El organismo de conservación del tigre de la India dijo que 126 de los grandes felinos en peligro de extinción murieron en 2021, la mayor cantidad desde que comenzó a recopilar datos hace una década. El número más alto de muertes por año antes de que la Autoridad Nacional de Conservación del Tigre (NTCA) comenzara a recopilar datos en 2012 fue en 2016, cuando murieron 121.

India alberga alrededor del 75 por ciento de los tigres del mundo. Se cree que había alrededor de 40.000 tigres en el momento de la independencia en 1947, pero la caza y la pérdida de hábitat han reducido la población a niveles peligrosamente bajos. En 2010, India y otros 12 países firmaron un acuerdo para duplicar el número de tigres para 2022.

Aumento de conflictos con humanos

El año pasado, el gobierno anunció que había alcanzado el objetivo antes de lo previsto, con un estimado de 2.967 tigres en 2018 frente a un mínimo histórico de 1.411 en 2006. El número es aún menor que en 2002, cuando la población de tigres era de alrededor de 3.700, pero el primer ministro Narendra Modi lo calificó como un logro «histórico».

Sin embargo, es posible que los datos de 2018 se hayan debido en parte al tamaño de la encuesta, que utilizó una cantidad sin precedentes de cámaras trampa para identificar tigres individuales utilizando un software de reconocimiento de patrones de rayas.
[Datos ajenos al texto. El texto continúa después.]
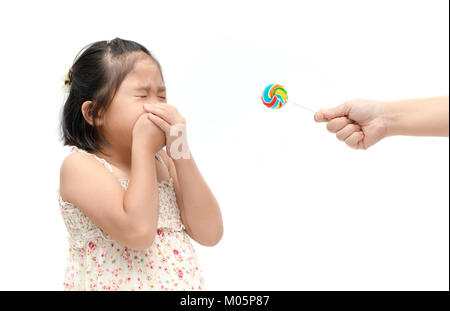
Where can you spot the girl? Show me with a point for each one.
(128, 204)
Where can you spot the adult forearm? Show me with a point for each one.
(418, 117)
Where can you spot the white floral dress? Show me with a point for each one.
(98, 262)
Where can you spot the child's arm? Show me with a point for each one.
(131, 216)
(199, 209)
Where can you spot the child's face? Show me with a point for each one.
(143, 85)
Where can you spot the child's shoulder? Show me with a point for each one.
(76, 168)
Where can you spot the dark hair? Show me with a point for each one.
(96, 75)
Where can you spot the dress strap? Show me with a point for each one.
(158, 157)
(106, 164)
(101, 160)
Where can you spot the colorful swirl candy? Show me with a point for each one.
(274, 96)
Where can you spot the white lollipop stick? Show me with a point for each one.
(288, 102)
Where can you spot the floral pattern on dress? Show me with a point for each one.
(97, 262)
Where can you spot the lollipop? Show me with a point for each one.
(275, 97)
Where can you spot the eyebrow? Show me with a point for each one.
(147, 87)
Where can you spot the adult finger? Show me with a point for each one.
(338, 124)
(348, 130)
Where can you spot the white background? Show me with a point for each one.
(301, 210)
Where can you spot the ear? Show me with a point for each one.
(86, 110)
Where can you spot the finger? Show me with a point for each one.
(338, 124)
(161, 123)
(162, 113)
(319, 117)
(348, 130)
(147, 107)
(354, 140)
(338, 111)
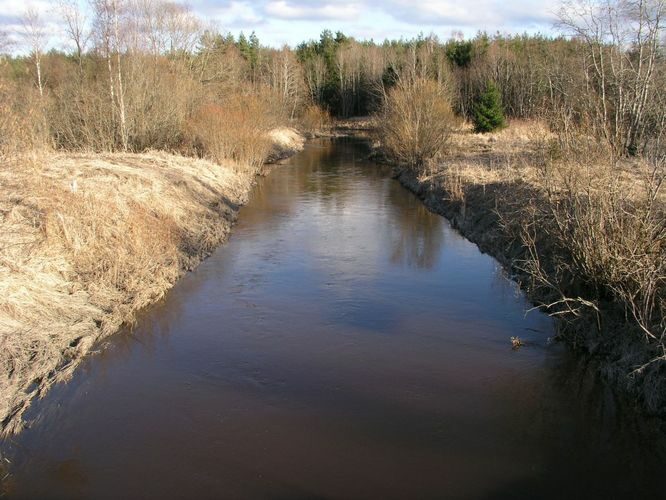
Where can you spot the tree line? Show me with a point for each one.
(140, 72)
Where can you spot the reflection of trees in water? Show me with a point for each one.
(419, 236)
(591, 443)
(325, 170)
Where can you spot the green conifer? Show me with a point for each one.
(487, 114)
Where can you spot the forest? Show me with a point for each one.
(148, 75)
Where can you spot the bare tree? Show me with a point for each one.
(5, 43)
(622, 45)
(75, 27)
(284, 75)
(35, 36)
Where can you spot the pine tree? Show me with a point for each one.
(488, 114)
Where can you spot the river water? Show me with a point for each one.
(345, 343)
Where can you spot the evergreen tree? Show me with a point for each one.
(488, 114)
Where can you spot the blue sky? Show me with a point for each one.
(277, 22)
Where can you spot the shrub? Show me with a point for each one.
(315, 119)
(235, 129)
(416, 122)
(487, 114)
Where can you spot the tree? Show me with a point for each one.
(35, 36)
(622, 42)
(75, 27)
(488, 114)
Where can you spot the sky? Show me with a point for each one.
(279, 22)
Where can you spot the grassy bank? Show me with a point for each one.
(584, 238)
(89, 239)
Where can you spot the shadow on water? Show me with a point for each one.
(346, 343)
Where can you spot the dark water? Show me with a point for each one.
(346, 343)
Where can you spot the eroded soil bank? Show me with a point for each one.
(345, 343)
(90, 239)
(481, 183)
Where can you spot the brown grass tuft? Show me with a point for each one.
(87, 241)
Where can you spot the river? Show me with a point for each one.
(345, 343)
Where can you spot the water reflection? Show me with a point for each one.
(346, 343)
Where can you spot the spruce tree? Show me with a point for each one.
(488, 115)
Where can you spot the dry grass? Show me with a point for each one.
(416, 122)
(285, 142)
(587, 234)
(87, 241)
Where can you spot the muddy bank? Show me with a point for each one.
(90, 239)
(612, 348)
(484, 176)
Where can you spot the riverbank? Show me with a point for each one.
(492, 189)
(90, 239)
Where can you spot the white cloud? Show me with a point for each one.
(283, 9)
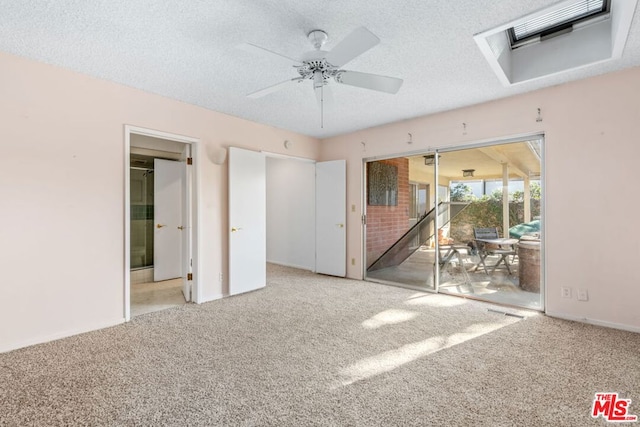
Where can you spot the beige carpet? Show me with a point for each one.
(315, 350)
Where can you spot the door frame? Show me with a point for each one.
(192, 209)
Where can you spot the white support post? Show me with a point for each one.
(505, 200)
(527, 199)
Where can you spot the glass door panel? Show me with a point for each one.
(491, 250)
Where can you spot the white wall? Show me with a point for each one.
(591, 155)
(291, 212)
(62, 194)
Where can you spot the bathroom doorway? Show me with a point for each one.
(159, 221)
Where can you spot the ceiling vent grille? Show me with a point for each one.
(593, 31)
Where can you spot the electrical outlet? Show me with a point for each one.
(583, 295)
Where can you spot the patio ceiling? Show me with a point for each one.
(486, 162)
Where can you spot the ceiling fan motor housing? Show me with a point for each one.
(308, 69)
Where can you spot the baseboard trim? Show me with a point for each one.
(596, 322)
(60, 335)
(299, 267)
(212, 298)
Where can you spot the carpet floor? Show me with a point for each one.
(311, 350)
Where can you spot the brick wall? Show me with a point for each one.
(385, 224)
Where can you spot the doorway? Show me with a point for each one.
(160, 221)
(479, 236)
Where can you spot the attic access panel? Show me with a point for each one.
(557, 21)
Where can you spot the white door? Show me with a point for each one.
(167, 237)
(247, 221)
(331, 248)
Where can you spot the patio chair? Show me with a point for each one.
(488, 242)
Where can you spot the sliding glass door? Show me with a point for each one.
(485, 202)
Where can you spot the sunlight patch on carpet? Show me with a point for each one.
(393, 359)
(389, 317)
(435, 300)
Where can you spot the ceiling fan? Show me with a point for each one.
(320, 66)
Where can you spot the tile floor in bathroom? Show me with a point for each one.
(155, 296)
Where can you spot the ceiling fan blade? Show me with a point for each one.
(369, 81)
(274, 88)
(267, 54)
(355, 44)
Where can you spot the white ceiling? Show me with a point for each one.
(187, 50)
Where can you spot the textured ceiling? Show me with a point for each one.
(187, 50)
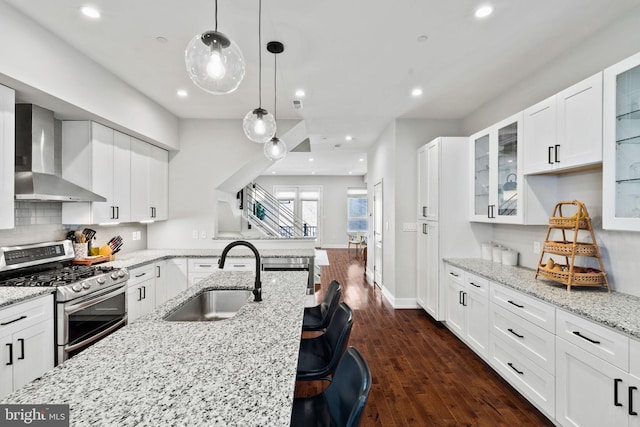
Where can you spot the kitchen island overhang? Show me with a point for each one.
(240, 371)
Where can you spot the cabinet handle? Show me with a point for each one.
(12, 321)
(10, 362)
(515, 333)
(615, 391)
(21, 341)
(515, 369)
(585, 338)
(631, 390)
(517, 305)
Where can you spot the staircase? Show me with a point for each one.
(263, 211)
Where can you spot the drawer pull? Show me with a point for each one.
(517, 305)
(14, 320)
(615, 391)
(585, 338)
(631, 390)
(515, 333)
(515, 369)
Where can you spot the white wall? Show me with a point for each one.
(333, 226)
(592, 55)
(43, 67)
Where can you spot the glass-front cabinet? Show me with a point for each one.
(621, 146)
(496, 159)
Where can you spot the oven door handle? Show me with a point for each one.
(94, 338)
(93, 301)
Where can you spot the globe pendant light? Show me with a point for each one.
(259, 125)
(214, 61)
(275, 149)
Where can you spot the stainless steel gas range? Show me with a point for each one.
(91, 301)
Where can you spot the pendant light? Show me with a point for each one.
(214, 61)
(275, 149)
(259, 125)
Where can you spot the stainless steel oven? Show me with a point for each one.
(85, 320)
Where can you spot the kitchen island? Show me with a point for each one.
(236, 372)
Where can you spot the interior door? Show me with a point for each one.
(377, 233)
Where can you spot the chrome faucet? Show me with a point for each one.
(257, 286)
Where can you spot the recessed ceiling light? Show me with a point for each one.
(90, 12)
(484, 11)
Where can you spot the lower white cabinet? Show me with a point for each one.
(141, 289)
(467, 311)
(171, 278)
(26, 342)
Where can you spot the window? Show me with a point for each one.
(357, 217)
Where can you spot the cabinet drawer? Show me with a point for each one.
(634, 357)
(531, 380)
(537, 344)
(477, 284)
(598, 340)
(454, 273)
(529, 308)
(20, 315)
(141, 274)
(197, 265)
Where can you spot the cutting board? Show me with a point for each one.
(91, 260)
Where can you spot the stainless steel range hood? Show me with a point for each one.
(35, 178)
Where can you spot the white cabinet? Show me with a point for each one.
(98, 158)
(7, 157)
(149, 182)
(26, 342)
(565, 131)
(621, 146)
(141, 287)
(468, 308)
(500, 192)
(171, 278)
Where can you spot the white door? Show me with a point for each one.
(377, 233)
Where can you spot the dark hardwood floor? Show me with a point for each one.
(422, 375)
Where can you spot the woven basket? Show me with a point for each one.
(566, 222)
(561, 248)
(579, 279)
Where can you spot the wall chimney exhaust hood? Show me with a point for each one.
(35, 178)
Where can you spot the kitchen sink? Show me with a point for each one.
(211, 305)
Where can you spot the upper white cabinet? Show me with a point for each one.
(7, 156)
(565, 130)
(500, 192)
(621, 147)
(105, 156)
(149, 182)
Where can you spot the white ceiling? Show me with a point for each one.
(357, 60)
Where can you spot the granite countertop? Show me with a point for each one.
(236, 372)
(146, 256)
(12, 295)
(614, 309)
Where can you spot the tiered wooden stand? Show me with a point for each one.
(570, 274)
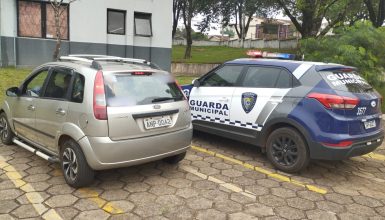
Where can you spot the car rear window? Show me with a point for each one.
(131, 89)
(346, 81)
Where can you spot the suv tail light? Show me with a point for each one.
(335, 101)
(100, 104)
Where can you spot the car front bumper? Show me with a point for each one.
(103, 153)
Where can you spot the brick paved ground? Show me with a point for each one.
(235, 183)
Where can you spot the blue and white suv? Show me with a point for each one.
(294, 110)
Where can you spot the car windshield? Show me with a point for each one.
(131, 89)
(346, 81)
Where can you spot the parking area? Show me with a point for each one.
(219, 179)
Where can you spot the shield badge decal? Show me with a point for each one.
(248, 101)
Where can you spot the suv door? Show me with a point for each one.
(261, 90)
(211, 101)
(24, 108)
(51, 109)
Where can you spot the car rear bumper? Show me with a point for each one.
(103, 153)
(360, 147)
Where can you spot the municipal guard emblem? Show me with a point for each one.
(248, 101)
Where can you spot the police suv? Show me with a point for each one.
(294, 110)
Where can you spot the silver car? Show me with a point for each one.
(97, 112)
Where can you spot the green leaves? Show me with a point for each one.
(360, 45)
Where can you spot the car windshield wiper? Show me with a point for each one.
(161, 99)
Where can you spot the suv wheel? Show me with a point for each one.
(287, 150)
(5, 130)
(175, 159)
(76, 170)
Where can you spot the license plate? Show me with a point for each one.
(370, 124)
(157, 122)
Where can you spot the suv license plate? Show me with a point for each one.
(370, 124)
(157, 122)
Durante la última década, la principal razón de las muertes registradas por la NTCA fueron las «causas naturales», pero muchas también fueron víctimas de los cazadores furtivos y del «conflicto entre humanos y animales». La invasión humana de los hábitats de los tigres ha aumentado en las últimas décadas en el país de 1.300 millones de personas.
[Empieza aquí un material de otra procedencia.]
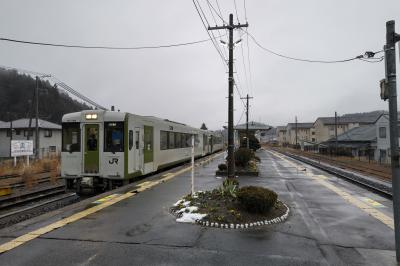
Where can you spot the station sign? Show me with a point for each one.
(21, 148)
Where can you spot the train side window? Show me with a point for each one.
(178, 142)
(163, 140)
(114, 136)
(71, 137)
(171, 140)
(137, 140)
(130, 139)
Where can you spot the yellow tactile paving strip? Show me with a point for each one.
(103, 203)
(371, 210)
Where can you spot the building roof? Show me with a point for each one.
(300, 125)
(253, 126)
(362, 118)
(24, 123)
(365, 133)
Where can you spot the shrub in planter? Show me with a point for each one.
(243, 156)
(229, 187)
(256, 199)
(222, 167)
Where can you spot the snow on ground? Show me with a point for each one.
(190, 217)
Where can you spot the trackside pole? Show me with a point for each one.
(390, 67)
(192, 164)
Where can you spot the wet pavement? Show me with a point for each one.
(322, 229)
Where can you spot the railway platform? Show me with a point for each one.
(331, 222)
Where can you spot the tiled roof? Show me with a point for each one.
(254, 126)
(367, 118)
(24, 123)
(300, 125)
(362, 133)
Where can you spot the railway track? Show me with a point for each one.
(377, 186)
(25, 206)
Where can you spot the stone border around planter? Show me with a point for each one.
(276, 220)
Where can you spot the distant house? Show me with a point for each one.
(281, 134)
(267, 136)
(253, 128)
(325, 126)
(49, 136)
(383, 139)
(305, 132)
(358, 141)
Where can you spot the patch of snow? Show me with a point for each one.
(178, 202)
(189, 209)
(190, 217)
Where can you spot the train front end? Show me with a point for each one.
(92, 156)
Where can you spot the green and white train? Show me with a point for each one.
(104, 149)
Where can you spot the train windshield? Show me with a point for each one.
(71, 137)
(114, 136)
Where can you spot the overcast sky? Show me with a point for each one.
(189, 84)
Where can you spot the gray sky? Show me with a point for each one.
(189, 84)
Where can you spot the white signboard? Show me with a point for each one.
(21, 147)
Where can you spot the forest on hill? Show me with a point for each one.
(17, 98)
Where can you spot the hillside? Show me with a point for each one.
(16, 94)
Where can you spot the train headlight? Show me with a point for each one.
(91, 116)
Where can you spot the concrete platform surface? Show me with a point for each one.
(329, 224)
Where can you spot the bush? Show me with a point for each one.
(256, 199)
(229, 187)
(222, 167)
(243, 156)
(230, 182)
(254, 144)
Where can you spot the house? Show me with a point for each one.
(253, 128)
(49, 136)
(281, 135)
(303, 131)
(266, 136)
(383, 139)
(325, 126)
(357, 142)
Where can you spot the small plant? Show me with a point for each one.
(28, 177)
(222, 167)
(229, 187)
(243, 157)
(256, 199)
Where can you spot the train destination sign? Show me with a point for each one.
(21, 148)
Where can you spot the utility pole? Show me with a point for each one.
(389, 91)
(247, 120)
(295, 123)
(37, 118)
(336, 133)
(231, 144)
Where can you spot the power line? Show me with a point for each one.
(59, 83)
(102, 47)
(358, 57)
(205, 27)
(237, 16)
(245, 11)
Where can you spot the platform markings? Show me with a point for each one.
(107, 201)
(345, 195)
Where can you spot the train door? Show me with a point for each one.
(138, 156)
(148, 151)
(91, 148)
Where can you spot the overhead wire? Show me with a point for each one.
(358, 57)
(59, 83)
(205, 27)
(102, 47)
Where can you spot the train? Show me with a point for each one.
(104, 149)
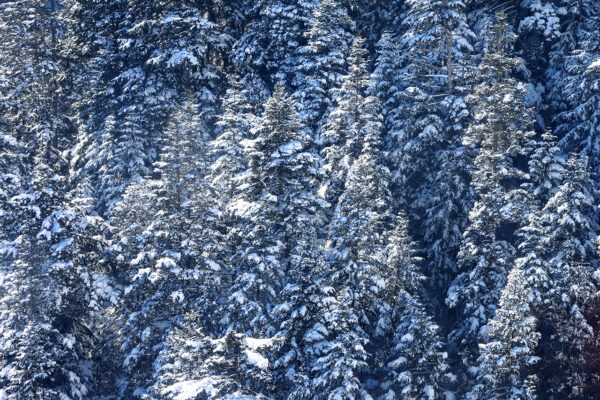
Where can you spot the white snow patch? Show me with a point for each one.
(187, 390)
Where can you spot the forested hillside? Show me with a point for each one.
(299, 199)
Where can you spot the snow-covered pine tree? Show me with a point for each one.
(499, 133)
(236, 121)
(508, 364)
(151, 54)
(386, 79)
(46, 296)
(577, 125)
(429, 164)
(571, 227)
(322, 61)
(435, 45)
(193, 365)
(567, 83)
(416, 365)
(275, 198)
(546, 169)
(167, 245)
(345, 130)
(271, 38)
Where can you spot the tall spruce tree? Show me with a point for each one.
(274, 198)
(499, 134)
(322, 62)
(167, 245)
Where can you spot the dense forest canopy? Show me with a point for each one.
(299, 199)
Casi 225 personas murieron en ataques de tigres entre 2014 y 2019, según cifras del gobierno. Kartick Satyanarayan, fundador de Wildlife SOS, dijo a la AFP que las muertes debidas al conflicto entre humanos y animales fueron impulsadas por «la fragmentación del hábitat natural del tigre».

Minería y caza furtiva

«Los tigres recorren grandes áreas selváticas y les resulta imposible migrar a otros bosques sin cruzar las viviendas humanas, lo que aumenta las posibilidades de conflicto», dijo. Los críticos dicen que el gobierno también ha relajado las regulaciones ambientales para proyectos que incluyen la minería.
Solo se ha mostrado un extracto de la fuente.